You might be tempted to think this is a book post, but recently I’ve gone down several musical rabbit holes. This is one such. Today we’re going to talk about the phenomenon of musical covers.

I was in my yard the other day when my neighbor ran over with his phone out playing a Justin Bieber country cover and wearing indignance. It was an AI cover that to me just sounded like the original. I could hear the country but there was no depth, nuance, or difference to it that was notable. My neighbor talked about how concerned he was that the human musicians had to compete with AI. I felt a curious hollowness. Because if that is the new standard of a good cover of a song — something almost unnoticeably different from the original — then I think we’ve all lost a key joy of listening to music, right up there with obscure lyrical rabbit holes and intertextuality.

What makes a meaningful musical cover?

The key element of a meaningful cover of a song is reinterpretation or reimagination. My favorite covers don’t just take on the trapping of a new musical style. They speak to the meaning of the song from the perspective of the performer. Take, for example, a famous one: Cake’s cover of Gloria Gaynor’s “I Will Survive.”

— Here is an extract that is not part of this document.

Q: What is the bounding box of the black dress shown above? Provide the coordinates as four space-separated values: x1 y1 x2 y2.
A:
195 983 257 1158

This cover does a lot of really interesting things. First of all, some of the urgent defiance is gone – Cake’s interpretation is almost relaxed, containing a certain amount of ennui. As opposed to Gaynor’s bright and urgent arrangement, Cake’s voice seems resigned. This song, for me, is characterized by grim resolution tempered with self-deprecation. In contrast, the original is a proclamation, a celebration of resilience. There’s more to be said, but suffice to say these songs feel very different in tone. And no wonder: the singers are bringing very different cultural contexts into their interpretation of the sentiment, one a black woman in the 1970s and one a white man in 1996. The first time I listened to the Cake interpretation, I didn’t even know for sure what I was listening to.

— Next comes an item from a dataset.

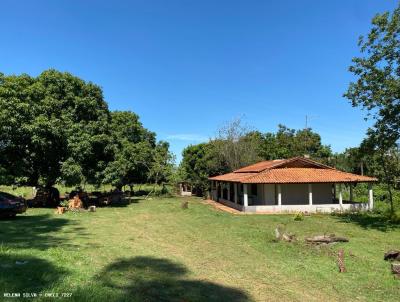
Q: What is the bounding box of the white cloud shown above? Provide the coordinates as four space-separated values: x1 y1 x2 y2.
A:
166 134 208 142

In my mind, this is what the best covers do. They take something familiar, and cast a new light on it, one whose angles and shades change the perception of the shape beneath. The words are, usually, the same. Occasionally there are some editorial additions, but not generally anything that is by volume significant.1

Can AI do this? Not so far. These choices require a level of intentionality and volition, an attention to detail that even if prompted well in an LLM would likely fall short of the vision. But my neighbor does have a point. If platforms like Spotify and Google are flooded with hundreds of AI covers, will the standout examples from smaller bands ever be discovered, much less rise to the top? How will you find music that helps you think in new ways about your life, about the memories and person you were when you heard the original, about the sheer sentiment of human experience?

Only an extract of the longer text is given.